Michal ZimmermannPieces of knowledge from the world of GIS.

Filtering points by distance in PostGIS

Filtering really big (millions of rows) point datasets by distance might get catchy when solved with wrong PostGIS functions. Without spatial indexes PostGIS would take ages to finish such task.

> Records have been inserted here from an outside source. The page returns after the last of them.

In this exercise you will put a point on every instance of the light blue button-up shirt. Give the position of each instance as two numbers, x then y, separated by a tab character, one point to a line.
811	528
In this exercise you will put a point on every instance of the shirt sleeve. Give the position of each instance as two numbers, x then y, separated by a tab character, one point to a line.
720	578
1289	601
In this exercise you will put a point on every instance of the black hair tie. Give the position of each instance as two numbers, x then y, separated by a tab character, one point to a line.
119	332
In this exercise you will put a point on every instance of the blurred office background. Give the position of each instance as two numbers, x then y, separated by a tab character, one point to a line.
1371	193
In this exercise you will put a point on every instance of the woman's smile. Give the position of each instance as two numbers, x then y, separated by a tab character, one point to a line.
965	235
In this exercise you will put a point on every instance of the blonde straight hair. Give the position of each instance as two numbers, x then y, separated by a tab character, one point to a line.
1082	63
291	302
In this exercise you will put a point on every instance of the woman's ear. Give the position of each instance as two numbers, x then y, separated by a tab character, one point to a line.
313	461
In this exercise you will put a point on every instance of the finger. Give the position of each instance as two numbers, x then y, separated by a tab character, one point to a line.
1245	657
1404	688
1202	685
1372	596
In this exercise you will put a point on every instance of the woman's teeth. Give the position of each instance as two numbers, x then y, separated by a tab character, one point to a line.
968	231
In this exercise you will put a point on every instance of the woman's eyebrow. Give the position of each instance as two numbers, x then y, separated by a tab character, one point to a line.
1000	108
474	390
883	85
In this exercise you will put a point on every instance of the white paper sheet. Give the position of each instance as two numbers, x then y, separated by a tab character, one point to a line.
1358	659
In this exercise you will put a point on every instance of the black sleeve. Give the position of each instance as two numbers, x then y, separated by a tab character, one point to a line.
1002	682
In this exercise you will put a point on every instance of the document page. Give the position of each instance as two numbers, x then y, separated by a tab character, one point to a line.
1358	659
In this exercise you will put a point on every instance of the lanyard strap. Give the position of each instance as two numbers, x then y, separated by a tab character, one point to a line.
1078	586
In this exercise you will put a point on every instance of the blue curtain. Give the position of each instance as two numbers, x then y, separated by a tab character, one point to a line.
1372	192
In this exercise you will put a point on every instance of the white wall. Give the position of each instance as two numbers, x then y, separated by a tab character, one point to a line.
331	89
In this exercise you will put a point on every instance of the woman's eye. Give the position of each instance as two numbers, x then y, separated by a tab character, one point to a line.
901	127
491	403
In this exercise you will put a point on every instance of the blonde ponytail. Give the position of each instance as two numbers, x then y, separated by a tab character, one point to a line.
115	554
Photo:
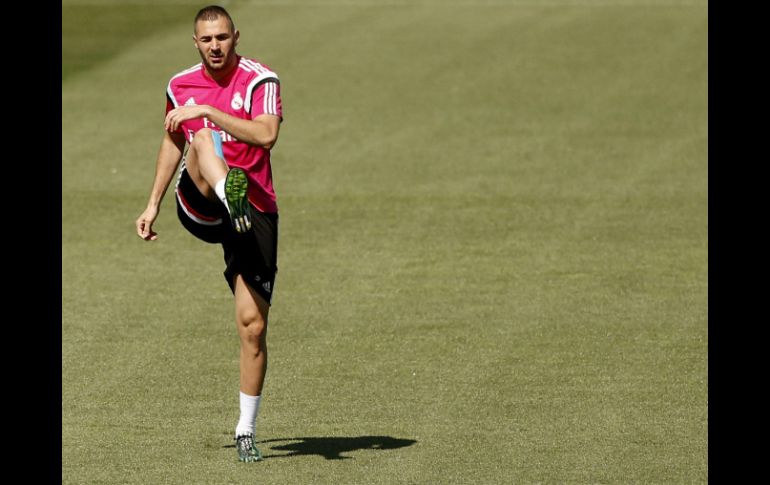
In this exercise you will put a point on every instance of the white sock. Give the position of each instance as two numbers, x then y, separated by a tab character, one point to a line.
249	411
219	189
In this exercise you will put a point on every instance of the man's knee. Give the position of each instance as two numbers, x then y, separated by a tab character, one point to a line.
252	324
203	137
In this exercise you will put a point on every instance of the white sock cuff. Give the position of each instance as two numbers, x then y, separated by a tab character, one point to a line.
249	411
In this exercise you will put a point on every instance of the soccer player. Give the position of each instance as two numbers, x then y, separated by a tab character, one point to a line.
227	110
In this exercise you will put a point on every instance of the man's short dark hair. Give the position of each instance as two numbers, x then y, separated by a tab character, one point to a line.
213	12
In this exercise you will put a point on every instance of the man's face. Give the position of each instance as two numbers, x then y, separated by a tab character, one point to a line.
216	43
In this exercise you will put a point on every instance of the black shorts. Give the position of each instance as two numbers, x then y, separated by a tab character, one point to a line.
253	255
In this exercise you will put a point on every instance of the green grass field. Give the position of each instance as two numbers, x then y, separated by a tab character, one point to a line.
493	250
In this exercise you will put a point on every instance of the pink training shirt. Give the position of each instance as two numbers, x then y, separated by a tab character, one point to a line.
251	90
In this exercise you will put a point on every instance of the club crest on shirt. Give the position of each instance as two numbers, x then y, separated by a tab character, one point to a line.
237	101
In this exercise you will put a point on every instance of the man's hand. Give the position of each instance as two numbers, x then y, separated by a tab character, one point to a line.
144	224
183	113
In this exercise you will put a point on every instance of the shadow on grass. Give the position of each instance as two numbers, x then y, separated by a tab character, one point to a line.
331	448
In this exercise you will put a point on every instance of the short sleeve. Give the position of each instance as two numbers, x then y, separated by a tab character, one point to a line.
169	107
266	99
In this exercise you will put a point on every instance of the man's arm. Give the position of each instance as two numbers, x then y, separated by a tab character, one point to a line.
261	131
169	155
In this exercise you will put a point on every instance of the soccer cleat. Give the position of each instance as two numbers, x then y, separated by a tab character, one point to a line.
236	188
247	449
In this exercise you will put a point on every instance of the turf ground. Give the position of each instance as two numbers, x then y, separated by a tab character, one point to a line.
493	252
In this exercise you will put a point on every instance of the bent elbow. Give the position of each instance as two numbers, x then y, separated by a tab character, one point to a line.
270	140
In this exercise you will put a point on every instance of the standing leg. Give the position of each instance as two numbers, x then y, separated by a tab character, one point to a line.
251	312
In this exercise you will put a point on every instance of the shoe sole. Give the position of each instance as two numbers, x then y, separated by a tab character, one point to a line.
236	188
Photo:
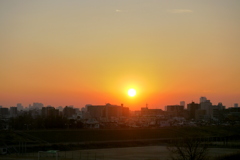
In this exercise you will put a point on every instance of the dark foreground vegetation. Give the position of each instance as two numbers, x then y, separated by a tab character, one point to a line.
233	156
70	139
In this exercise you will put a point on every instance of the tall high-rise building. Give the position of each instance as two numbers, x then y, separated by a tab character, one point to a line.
182	103
13	111
203	99
19	107
192	108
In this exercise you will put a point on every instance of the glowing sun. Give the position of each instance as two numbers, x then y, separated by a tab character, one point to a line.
131	92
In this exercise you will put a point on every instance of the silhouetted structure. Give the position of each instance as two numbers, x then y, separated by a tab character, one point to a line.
50	111
68	111
107	111
192	107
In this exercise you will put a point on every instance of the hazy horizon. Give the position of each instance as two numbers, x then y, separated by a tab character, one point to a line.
91	52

Someone over StackExchange asked why the next query had been running for 15 hours (!) with no result:

SELECT
    a.gid,
    b.gid,
    ST_Distance(a.geom,b.geom)
FROM
    shp1 a,
    shp2 b
WHERE
    ST_Intersects(
        ST_Difference(
            ST_Buffer(a.geom,2000),
            ST_Buffer(a.geom,500)
        ),
        b.geom
    ) AND
    abs(a.value - b.value) > 400

The answer is quite simple: because it was using wrong functions. Let’s see:

  1. ST_Distance() does not use spatial index, it’s a simple mathematical calculation, it’s expensive and it can be replaced by spatial operator for point datasets.
  2. ST_Buffer() will definitely take time to build polygons around points. And it’s being run twice!
  3. ST_Difference() needs more time to compare the buffers and return just the portion of space they don’t share. Isn’t it a huge waste to create buffers and then throw them away?
  4. ST_Intersects() finally checks whether the point should be included in the result.

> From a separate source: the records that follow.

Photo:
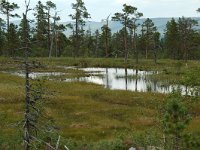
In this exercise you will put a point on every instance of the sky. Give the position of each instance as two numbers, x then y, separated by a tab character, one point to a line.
100	9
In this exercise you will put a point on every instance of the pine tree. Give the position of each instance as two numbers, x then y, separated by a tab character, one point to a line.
79	16
148	31
2	36
186	32
133	27
125	18
7	9
12	40
172	38
106	38
41	25
49	5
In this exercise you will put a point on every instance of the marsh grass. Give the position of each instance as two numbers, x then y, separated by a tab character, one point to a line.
85	111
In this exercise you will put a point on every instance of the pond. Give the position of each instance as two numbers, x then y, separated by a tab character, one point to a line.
127	79
116	79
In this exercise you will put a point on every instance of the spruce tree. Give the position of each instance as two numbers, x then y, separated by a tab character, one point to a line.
125	18
7	9
79	17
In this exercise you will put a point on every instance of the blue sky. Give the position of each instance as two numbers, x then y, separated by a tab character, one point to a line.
99	9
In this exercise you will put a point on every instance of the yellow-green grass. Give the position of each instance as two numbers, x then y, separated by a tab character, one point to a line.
85	110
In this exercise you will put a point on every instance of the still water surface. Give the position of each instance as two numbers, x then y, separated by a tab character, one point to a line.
118	79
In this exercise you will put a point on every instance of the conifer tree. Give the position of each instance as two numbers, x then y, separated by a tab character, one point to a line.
125	18
79	16
172	38
7	9
148	31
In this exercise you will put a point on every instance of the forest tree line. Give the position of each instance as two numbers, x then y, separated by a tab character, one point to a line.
181	39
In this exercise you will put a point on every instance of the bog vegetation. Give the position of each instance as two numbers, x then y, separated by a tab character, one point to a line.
47	113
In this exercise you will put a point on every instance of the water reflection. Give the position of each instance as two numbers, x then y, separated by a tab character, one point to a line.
119	78
127	79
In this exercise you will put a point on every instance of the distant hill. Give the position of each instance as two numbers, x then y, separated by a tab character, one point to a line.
160	23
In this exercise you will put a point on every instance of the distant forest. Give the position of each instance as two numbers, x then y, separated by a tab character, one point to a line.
181	39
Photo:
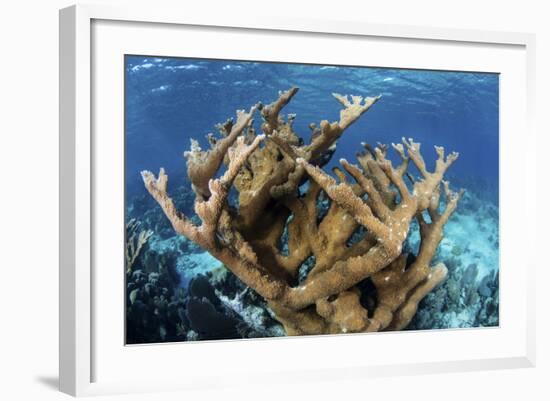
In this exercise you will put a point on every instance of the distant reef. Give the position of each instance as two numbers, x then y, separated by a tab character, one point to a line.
302	252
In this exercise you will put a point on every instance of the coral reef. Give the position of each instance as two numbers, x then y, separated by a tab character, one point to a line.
344	268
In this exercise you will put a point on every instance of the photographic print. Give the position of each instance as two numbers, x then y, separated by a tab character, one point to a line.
270	199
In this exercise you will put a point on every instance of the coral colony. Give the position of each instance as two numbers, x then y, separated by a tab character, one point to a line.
303	264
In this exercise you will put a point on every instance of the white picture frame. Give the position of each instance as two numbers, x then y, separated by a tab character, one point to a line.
82	343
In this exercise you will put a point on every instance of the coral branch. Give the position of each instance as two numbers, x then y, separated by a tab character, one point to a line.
305	241
202	166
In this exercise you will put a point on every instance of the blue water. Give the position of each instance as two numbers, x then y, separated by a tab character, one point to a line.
170	100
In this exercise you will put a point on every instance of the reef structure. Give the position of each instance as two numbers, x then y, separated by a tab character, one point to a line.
316	282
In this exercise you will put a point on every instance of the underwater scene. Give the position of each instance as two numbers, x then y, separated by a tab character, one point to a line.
272	199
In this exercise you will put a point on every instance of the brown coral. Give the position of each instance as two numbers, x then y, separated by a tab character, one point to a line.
274	202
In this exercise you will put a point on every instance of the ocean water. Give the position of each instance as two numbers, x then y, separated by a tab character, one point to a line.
168	101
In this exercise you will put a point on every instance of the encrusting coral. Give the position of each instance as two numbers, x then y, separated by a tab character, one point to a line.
279	185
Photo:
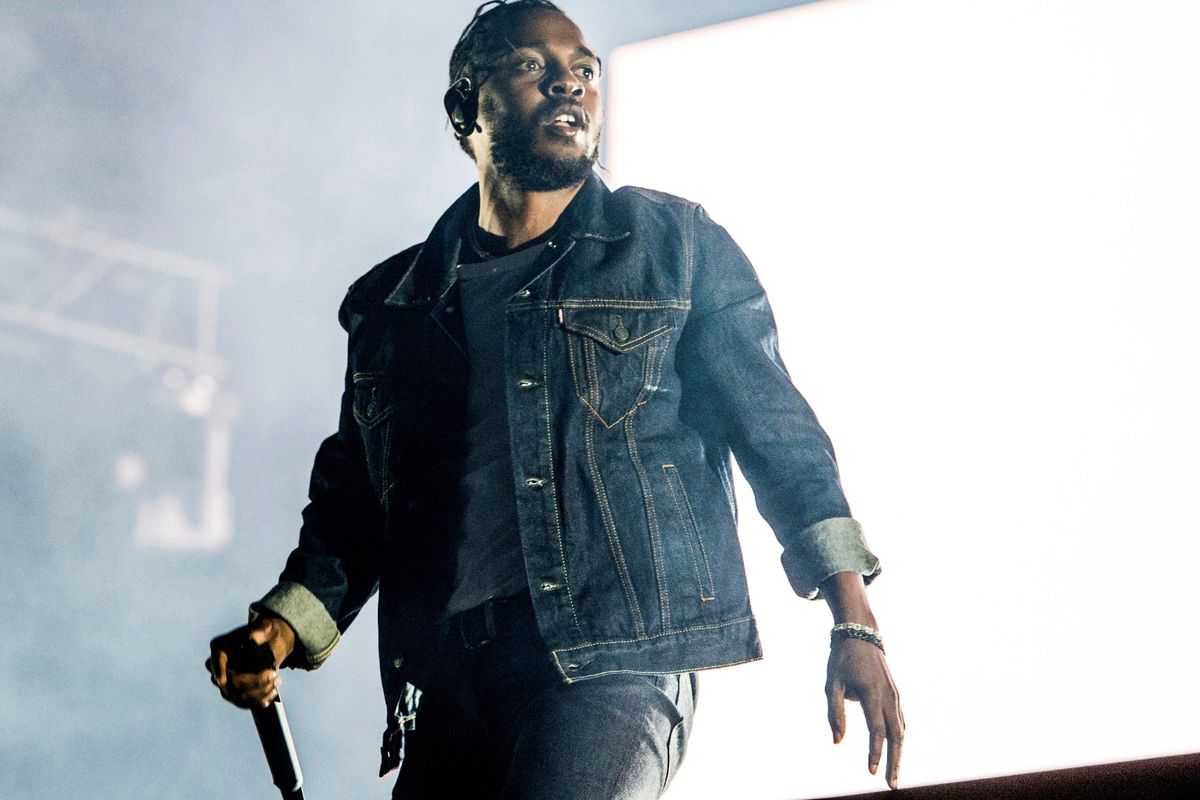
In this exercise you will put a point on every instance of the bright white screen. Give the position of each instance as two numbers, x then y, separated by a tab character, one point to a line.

That was a great challenge to test my knowledge of how PostGIS works and here’s my shot at it:

SELECT * FROM (
    SELECT
        a.gid,
        b.gid,
        a.geom <-> b.geom distance
    FROM
        shp1 a, shp2 b
    WHERE
        abs(a.value - b.value) > 400 AND
        ST_DWithin(a.geom, b.geom, 2000)
    ) sq
WHERE
    distance > 500;
  1. I use <->, a.k.a geometry distance centroid instead of ST_Distance(). It takes advantage of spatial indexes, thus it’s fast. And it’s perfectly fine to use it with point dataset, because the centroid of a bounding box of a point is? That point, exactly. Spatial indexes have to be built beforehand.
  2. Buffers are not necessary to check whether a geometry lies in a certain distance from another one. That’s what ST_Dwithin() was made for. With the inner WHERE clause I get all the points lying at most 2,000 meters from the current, having the absolute value difference bigger than 400. ST_Dwithin() will make use of any spatial index available, unlike ST_Distance().
  3. The outer WHERE clause throws away all the points closer than 500 meters. Remember, we already got only those not further than 2,000 meters from the previous step.

It took PostGIS 1060545,590 ms (~ 17 minutes) on my Quad-Core Intel® Core™ i5-4210M CPU @ 2.60GHz, 4 GB RAM, 500 GB SSD hard drive, PostgreSQL 9.3 and PostGIS 2.1 with two point datasets having 4M and 300K rows, respectively.